We are also looking to replace the sofas at the cottage.  I want a more durable material than cotton.  I'm thinking ultrasuede or leather.  Leather will likely win out. 

It has been a productive week.  I've been busy tying up loose ends all over the place.  It's always the simple stuff that accumulate like a junk drawer.  Phone calls I owe to people, some over a year ago...I know... awful!  Lucky they love me. 

Getting off my wallet and buying a re-usable water bottle that fits in my purse so I don't become dehydrated due to stubbornness?  Some days I'm not as logical as I think I am.  Drop hundreds of dollars in intro flights... Yes!  But $30 for a Sigg bottle?  A Struggle.  Now that I have it, I love it. 

Eye drops for work (air there dries my eyes for some reason), getting my cell phone plan changed (you are allowed to change it, even though your contract isn't up!), replacing some old T-shirts with new ones (I went with the tried and true "Favorite" line from The Gap), more work clothing (Mexx).  All Done.
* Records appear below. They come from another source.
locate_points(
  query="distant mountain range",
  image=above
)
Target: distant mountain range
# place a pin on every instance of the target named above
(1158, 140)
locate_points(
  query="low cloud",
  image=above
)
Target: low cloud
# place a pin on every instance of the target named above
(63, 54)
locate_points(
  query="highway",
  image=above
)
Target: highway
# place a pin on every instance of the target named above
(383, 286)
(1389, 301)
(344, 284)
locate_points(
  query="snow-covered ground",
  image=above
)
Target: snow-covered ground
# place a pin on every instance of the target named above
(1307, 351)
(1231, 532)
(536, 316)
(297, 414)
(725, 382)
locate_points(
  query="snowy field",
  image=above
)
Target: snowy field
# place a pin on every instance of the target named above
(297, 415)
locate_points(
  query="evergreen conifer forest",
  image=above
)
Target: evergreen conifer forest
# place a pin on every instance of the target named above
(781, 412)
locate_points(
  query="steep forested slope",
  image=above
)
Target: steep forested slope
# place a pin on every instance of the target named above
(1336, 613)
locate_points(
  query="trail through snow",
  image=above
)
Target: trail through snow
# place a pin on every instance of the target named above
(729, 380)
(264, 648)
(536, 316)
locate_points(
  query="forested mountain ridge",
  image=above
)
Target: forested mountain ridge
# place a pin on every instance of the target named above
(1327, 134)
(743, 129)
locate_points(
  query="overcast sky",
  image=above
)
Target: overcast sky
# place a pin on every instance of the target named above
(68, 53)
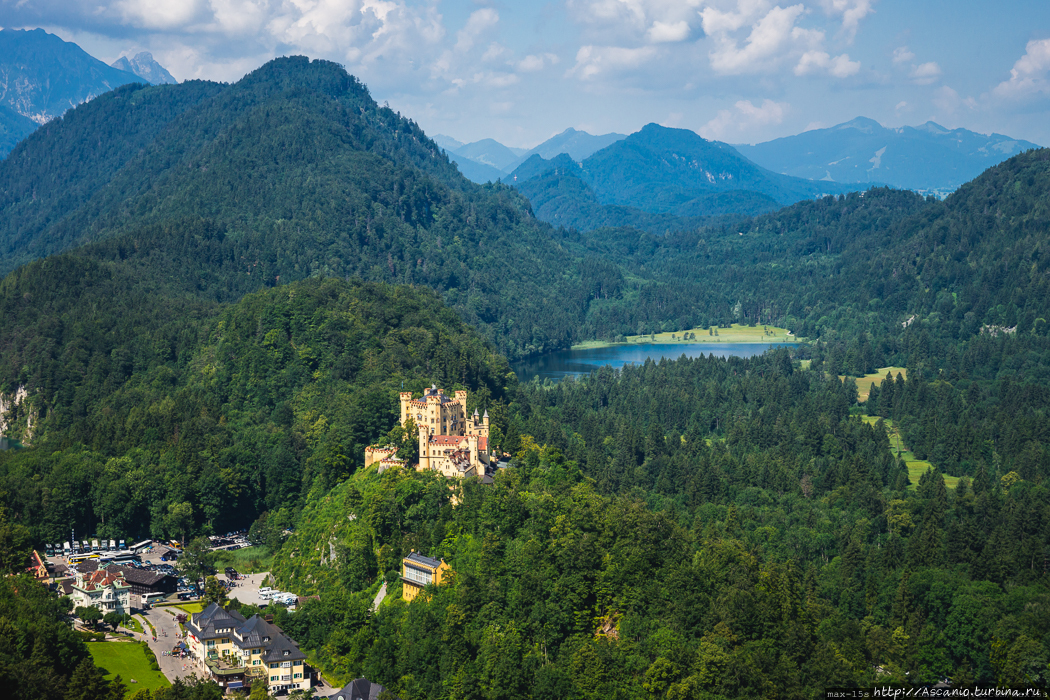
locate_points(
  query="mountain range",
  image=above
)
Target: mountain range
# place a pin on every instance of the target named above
(926, 158)
(488, 160)
(41, 77)
(214, 294)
I still need scotch tape and white out.  I sent D and he actually came home with bottled liquid paper, not the tape stuff...WHO uses liquid paper anymore???!!!  I got Laughed at at work.  Thanks Man.

Tuesday, May 1, 2012

D's Numbers

The long awaited pension numbers have arrived and here they are:

Assuming D works till he is 65 years old, he is eligible to receive an annual retirement income of $31078 from his work pension plan.

They estimate his Canada Pension Plan (CPP) annual amount to be $12525.  And Old Age Security (OAS) to be $6481.

Total Annual Income:  $50084

This is a big deal for us.  All I can think about is the amount of money we don't have to save because of this news.  Believe me, we are grateful for that.  It was strange to see my name on the pension statement because the above totals do not reflect my numbers.  I'm just the spouse.

I am not expecting him to work till 65.  He wants to consider "retiring" around 55 and doing contract work to allow for more flexibility for travel.

Because contract work will pay more, we will be able to bank let's say half and it will help make up for not having 10 more years of contribution. 

In 3 years, D will have completed his financial responsibilities with respect to mortgage equalization.  He will be able to start taking a few more weeks a year off without pay.  It's all good.